FanGraphs Baseball


RSS feed for comments on this post.

  1. In retrospect, the methodology is not “very flawed”, only slightly flawed. Thanks for sticking with this project all year, and the humility and ability to make it better.

    Comment by Terence — November 28, 2011 @ 4:21 pm

  2. Change the name. “Power Rankings” is so Sports Illustrated.

    Comment by Husker — November 28, 2011 @ 4:35 pm

  3. It doesn’t really matter. You can not create a system that will totally avoid some knucklehead complaining that you are hating on their team. Just like you can not convince that same knucklehead that what some guy on the internet thinks of his team has nothing to do with whether or not they actually make the playoffs.

    Comment by MikeS — November 28, 2011 @ 5:14 pm

  4. first, i think it’s great that you’re taking feedback on this, and have clearly thought about this throughout the year. i think this is a great component to the fangraphs site and would be sad if it went away.

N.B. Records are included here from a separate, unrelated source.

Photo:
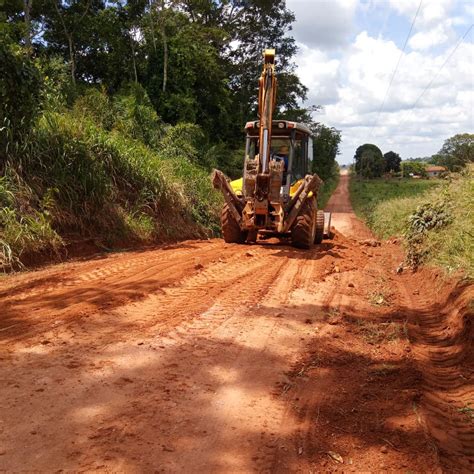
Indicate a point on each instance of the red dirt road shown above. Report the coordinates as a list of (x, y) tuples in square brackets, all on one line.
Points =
[(207, 357)]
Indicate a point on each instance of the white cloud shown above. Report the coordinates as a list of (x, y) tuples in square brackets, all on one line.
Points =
[(323, 24), (444, 110), (351, 81), (431, 11), (319, 73), (434, 37)]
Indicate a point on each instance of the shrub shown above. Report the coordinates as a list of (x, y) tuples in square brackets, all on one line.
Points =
[(20, 90)]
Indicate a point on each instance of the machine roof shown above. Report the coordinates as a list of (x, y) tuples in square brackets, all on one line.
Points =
[(280, 125)]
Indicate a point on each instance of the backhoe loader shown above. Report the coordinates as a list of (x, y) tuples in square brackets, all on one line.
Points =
[(277, 195)]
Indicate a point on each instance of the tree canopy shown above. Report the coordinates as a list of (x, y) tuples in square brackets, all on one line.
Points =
[(456, 152), (392, 161), (369, 161), (198, 60)]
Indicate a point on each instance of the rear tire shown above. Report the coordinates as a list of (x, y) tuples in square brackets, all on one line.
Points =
[(319, 227), (303, 232), (230, 228)]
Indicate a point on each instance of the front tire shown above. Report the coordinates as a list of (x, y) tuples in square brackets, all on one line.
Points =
[(230, 228), (303, 232)]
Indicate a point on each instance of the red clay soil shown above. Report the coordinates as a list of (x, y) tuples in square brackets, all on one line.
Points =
[(208, 357)]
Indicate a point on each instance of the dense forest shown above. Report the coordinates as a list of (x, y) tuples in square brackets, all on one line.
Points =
[(113, 114)]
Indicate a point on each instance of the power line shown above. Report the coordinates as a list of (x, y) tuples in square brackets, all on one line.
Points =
[(460, 40), (396, 67)]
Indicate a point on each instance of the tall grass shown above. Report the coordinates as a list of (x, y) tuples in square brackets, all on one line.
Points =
[(436, 221), (73, 176), (375, 200)]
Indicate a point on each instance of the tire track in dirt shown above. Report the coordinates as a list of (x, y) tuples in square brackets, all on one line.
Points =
[(209, 357), (442, 336)]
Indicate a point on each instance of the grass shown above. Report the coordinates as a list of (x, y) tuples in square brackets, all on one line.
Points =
[(327, 189), (435, 218), (72, 176), (375, 199)]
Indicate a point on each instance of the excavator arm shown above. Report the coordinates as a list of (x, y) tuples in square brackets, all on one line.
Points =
[(266, 107)]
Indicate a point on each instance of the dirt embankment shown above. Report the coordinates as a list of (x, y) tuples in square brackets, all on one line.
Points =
[(206, 357)]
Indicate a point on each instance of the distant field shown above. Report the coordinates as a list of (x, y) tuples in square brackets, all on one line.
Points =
[(326, 190), (435, 218), (368, 195)]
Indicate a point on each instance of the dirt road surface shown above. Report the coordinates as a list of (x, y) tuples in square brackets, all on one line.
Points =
[(208, 357)]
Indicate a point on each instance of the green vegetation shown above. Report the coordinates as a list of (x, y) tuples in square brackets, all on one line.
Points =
[(329, 186), (435, 218), (416, 168), (326, 142), (113, 114), (456, 152), (369, 161)]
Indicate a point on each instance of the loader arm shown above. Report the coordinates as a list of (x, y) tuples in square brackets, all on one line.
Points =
[(266, 107)]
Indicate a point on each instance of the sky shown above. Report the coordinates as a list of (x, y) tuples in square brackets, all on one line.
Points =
[(349, 50)]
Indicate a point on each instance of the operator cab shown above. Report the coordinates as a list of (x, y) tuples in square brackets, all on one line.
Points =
[(292, 143)]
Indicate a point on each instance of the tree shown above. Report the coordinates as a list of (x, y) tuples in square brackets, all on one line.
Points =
[(326, 142), (392, 161), (369, 161), (20, 93), (456, 152)]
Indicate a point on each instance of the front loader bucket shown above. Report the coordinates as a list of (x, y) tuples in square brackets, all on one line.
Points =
[(327, 225)]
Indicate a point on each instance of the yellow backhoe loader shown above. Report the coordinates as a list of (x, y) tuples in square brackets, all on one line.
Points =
[(277, 195)]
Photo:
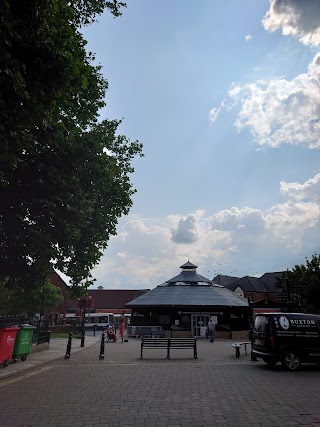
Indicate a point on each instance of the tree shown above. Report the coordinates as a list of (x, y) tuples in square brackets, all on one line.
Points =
[(64, 174), (300, 287)]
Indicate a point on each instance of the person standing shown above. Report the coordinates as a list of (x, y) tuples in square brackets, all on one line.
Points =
[(211, 330), (122, 328)]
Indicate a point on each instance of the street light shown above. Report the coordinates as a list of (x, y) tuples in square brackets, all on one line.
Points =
[(84, 303), (286, 279)]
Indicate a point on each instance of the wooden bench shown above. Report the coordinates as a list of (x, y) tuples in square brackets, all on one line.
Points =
[(151, 343), (237, 346), (182, 343), (168, 344)]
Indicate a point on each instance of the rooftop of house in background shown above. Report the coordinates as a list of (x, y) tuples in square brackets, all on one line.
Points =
[(264, 284), (113, 300)]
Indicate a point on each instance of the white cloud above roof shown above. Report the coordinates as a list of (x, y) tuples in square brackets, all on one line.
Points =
[(297, 18), (279, 111), (230, 240)]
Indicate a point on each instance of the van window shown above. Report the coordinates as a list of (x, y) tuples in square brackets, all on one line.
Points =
[(261, 324)]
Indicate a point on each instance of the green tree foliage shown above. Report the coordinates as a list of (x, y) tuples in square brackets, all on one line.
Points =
[(19, 300), (64, 174), (300, 287)]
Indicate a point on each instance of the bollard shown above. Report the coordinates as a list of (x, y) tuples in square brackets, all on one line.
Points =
[(101, 356), (67, 355)]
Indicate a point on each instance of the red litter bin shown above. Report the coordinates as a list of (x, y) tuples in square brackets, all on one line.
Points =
[(7, 340)]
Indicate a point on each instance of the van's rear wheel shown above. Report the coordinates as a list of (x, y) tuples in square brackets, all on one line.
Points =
[(271, 362), (291, 360)]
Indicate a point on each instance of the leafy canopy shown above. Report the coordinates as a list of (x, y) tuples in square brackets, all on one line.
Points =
[(64, 174)]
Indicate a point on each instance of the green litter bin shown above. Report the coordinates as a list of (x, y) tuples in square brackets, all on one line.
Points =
[(23, 342)]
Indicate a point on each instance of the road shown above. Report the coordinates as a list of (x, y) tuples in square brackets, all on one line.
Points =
[(217, 389)]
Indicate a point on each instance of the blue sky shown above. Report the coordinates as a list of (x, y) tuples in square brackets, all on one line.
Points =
[(225, 98)]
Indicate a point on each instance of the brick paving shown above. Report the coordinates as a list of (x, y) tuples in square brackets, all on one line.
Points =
[(217, 389)]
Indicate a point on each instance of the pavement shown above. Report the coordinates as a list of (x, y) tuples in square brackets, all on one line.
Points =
[(122, 390), (57, 350)]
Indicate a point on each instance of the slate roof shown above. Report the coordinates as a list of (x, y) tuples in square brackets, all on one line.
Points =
[(222, 280), (189, 289), (263, 284), (189, 295), (190, 277)]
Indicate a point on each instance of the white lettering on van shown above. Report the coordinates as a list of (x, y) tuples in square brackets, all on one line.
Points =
[(302, 322)]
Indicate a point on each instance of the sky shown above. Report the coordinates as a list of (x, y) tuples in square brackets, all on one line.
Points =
[(224, 96)]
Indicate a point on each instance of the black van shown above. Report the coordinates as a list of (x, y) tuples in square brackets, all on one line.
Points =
[(291, 338)]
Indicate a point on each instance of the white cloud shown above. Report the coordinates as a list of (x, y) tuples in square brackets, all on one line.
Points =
[(309, 190), (186, 230), (235, 241), (279, 111), (298, 18)]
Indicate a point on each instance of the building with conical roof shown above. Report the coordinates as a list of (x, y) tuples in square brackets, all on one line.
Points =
[(187, 302)]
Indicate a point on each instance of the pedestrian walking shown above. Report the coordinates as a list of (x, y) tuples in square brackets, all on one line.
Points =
[(122, 328), (211, 330)]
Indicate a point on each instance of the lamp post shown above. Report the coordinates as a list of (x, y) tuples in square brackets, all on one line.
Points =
[(84, 303), (286, 279)]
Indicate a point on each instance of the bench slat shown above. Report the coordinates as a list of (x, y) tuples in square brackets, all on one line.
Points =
[(169, 343)]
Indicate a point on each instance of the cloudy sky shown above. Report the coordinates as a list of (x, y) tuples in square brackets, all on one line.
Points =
[(225, 98)]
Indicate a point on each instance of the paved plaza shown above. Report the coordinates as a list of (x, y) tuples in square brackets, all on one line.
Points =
[(217, 389)]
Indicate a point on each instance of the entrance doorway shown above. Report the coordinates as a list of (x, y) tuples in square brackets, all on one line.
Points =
[(199, 324)]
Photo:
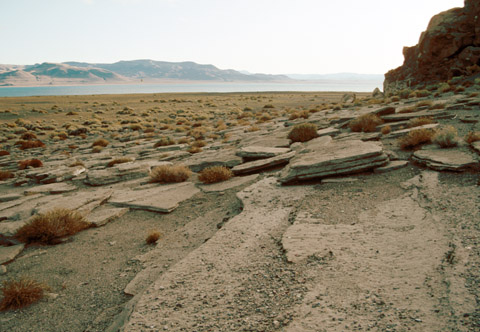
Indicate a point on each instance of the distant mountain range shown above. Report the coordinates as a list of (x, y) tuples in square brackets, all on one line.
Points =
[(147, 71)]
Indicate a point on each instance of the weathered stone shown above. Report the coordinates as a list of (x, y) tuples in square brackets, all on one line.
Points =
[(9, 253), (104, 215), (55, 174), (422, 114), (446, 159), (122, 172), (331, 131), (164, 198), (302, 241), (53, 188), (202, 160), (391, 166), (337, 158), (9, 197), (232, 183), (398, 133), (260, 152), (259, 165)]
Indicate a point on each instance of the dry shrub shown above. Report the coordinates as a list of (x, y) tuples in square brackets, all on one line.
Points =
[(473, 136), (417, 122), (28, 136), (366, 123), (386, 130), (446, 137), (77, 163), (100, 142), (415, 138), (215, 174), (35, 163), (97, 149), (198, 144), (50, 227), (24, 145), (153, 236), (121, 160), (170, 174), (252, 129), (164, 141), (4, 175), (21, 293), (303, 132)]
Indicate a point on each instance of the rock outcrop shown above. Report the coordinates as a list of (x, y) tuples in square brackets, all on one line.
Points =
[(449, 47)]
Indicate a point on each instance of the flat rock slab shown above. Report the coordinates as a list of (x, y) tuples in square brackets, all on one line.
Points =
[(302, 241), (446, 159), (164, 198), (104, 215), (336, 158), (52, 188), (398, 133), (260, 152), (9, 253), (202, 160), (122, 172), (391, 166), (331, 131), (9, 197), (262, 164), (421, 114), (232, 183)]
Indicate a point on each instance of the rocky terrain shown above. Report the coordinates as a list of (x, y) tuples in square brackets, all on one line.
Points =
[(344, 231), (449, 48)]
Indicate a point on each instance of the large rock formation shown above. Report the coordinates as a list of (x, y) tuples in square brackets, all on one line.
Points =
[(449, 47)]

    IMO, i think the fan% does what it’s supposed to do for certain teams–yankees, phillies, red sox etc–teams where payroll acts as a normalizing factor through july 31st. however, is making sure those teams are “correct” in the rankins worth the cost of over/undershooting colorado or cleveland?

    …which is why i hestitate to vote for a previous 2-week sample to be included as a weight. “banked wins”, as a commentator above suggested, either by record or one of the pythags (my preference is actual record) standing would seem to correct best for the changing landscape for the first 1/3 through 1/2 of the season and in a way that WAR does not. to paraphrase DC’s phenomenal sox post from april: wins/losses in april, even in small samples, absolutely have an effect on the standings in september.

    the other suggestion i have relates to UZR in team WAR. is there anyway to strip the current year UZR from WAR and replace it with a 3 year WAR avg for players where that data is available or a 0 UZR for players without that experience (I say 0 because of Marcel’s success predicting rookie performance compared to other methods)? my concern is that when calcing a team WAR, the error associated with team UZR is the sum of the individual UZR errors. uzr might be a describer of what has happened, but it’s still a model, right? as a consequence, there is a pretty big error associated with team UZR.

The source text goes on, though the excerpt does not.